Mon Oct 23 20:45:56 UTC 2017

>>>>> "Oleg" == Oleg Cherkasov <o1e9 at member.fsf.org> writes:

Oleg> On 21. okt. 2017 04:55, Mike Snitzer wrote:
>> On Thu, Oct 19 2017 at  5:59pm -0400,
>> Oleg Cherkasov <o1e9 at member.fsf.org> wrote:
>> 
>>> On 19. okt. 2017 21:09, John Stoffel wrote:
>>>> 
>> 
>> So aside from SAR outout: you don't have any system logs?  Or a vmcore
>> of the system (assuming it crashed?) -- in it you could access the
>> kernel log (via 'log' command in crash utility.

Oleg> Unfortunately no logs.  I have tried to see if I may recover dmesg 
Oleg> however no luck.  All logs but the latest dmesg boot are zeroed.  Of 
Oleg> course there are messages, secure and others however I do not see any 
Oleg> valuable information there.

Oleg> System did not crash, OOM were going wind however I did manage to 
Oleg> Ctrl-Alt-Del from the main console via iLO so eventually it rebooted 
Oleg> with clean disk umount.

Bummers.  Maybe you can setup a syslog server to use to log verbose
kernel logs elsewhere, including the OOM messages?  

>> 
>> More specifics on the workload would be useful.  Also, more details on
>> the LVM cache configuration (block size?  writethrough or writeback?
>> etc).

Oleg> No extra params but specifying mode writethrough initially.
Oleg> Hardware RAID1 on cache disk is 64k and on main array hardware
Oleg> RAID5 128k.

Oleg> I had followed precisely documentation from RHEL doc site so lvcreate, 
Oleg> lvconvert to update type and then lvconvert to add cache.

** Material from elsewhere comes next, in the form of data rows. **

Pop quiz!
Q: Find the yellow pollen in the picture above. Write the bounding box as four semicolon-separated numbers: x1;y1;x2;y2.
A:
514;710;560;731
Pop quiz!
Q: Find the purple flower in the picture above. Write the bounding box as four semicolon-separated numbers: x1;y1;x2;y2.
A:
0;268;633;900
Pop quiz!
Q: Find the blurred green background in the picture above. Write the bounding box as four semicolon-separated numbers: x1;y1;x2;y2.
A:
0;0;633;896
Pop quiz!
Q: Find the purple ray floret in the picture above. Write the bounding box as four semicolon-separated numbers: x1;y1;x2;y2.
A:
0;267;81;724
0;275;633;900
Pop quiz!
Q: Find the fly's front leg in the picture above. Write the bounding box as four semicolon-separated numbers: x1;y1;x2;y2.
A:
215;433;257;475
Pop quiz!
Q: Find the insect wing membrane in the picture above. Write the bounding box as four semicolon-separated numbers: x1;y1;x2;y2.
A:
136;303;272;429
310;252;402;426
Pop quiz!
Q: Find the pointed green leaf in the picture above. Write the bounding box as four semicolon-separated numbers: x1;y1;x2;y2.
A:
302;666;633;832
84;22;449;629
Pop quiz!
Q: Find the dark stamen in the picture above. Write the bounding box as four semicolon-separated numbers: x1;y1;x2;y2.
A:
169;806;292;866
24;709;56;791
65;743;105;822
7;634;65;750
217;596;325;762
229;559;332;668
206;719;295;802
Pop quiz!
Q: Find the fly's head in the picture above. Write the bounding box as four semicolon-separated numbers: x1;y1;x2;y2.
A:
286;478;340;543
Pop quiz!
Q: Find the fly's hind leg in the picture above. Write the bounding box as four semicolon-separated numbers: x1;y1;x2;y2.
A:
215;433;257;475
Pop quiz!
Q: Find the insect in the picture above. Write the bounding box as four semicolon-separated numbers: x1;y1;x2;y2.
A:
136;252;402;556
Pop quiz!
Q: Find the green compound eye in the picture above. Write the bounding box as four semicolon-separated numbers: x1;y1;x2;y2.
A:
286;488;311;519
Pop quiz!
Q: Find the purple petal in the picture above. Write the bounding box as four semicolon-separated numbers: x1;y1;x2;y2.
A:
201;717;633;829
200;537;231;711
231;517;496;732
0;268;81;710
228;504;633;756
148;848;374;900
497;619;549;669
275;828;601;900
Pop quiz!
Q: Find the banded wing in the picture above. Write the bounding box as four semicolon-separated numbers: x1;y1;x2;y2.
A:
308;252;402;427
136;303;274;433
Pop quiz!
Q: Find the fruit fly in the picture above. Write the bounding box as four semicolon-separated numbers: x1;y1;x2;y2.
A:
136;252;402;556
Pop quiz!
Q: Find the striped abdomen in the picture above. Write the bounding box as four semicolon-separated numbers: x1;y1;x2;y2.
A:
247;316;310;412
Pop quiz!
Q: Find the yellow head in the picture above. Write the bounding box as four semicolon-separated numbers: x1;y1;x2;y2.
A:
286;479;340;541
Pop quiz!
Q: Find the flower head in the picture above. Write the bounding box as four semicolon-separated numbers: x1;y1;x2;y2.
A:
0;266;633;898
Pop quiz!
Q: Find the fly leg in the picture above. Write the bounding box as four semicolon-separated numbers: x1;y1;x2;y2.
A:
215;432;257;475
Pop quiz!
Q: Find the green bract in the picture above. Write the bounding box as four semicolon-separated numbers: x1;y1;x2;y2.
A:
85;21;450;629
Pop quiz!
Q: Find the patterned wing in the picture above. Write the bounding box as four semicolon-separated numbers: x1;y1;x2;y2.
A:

Oleg> I have decided to try writeback after and shifted cachemode to it with 
Oleg> lvcache.

>> I'll be looking very closely for any sign of memory leaks (both with
>> code inspection and testing while kemmleak is enabled).
>> 
>> But the more info you can provide on the workload the better.

Oleg> According to SAR there are no records about 20min before I reboot, so I 
Oleg> suspect SAR daemon failed a victim of OOM.

Maybe if you could take a snapshot of all the processes on the system
before you run the test, and then also run 'vmstat 1' to a log file
while running the test?

As a wierd thought... maybe it's because you have a 1gb meta data LV
that's causing problems?  Maybe you need to just accept the default
size?

It might also be instructive to make the cache be just half the SSD in
size and see if that helps.  It *might* be that as other people have
mentioned, that your SSD's performance drops off a cliff when it's
mostly full.  So reducing the cache size, even to only 80% of the size
of the disk, might give it enough spare empty blocks to stay
performant?

John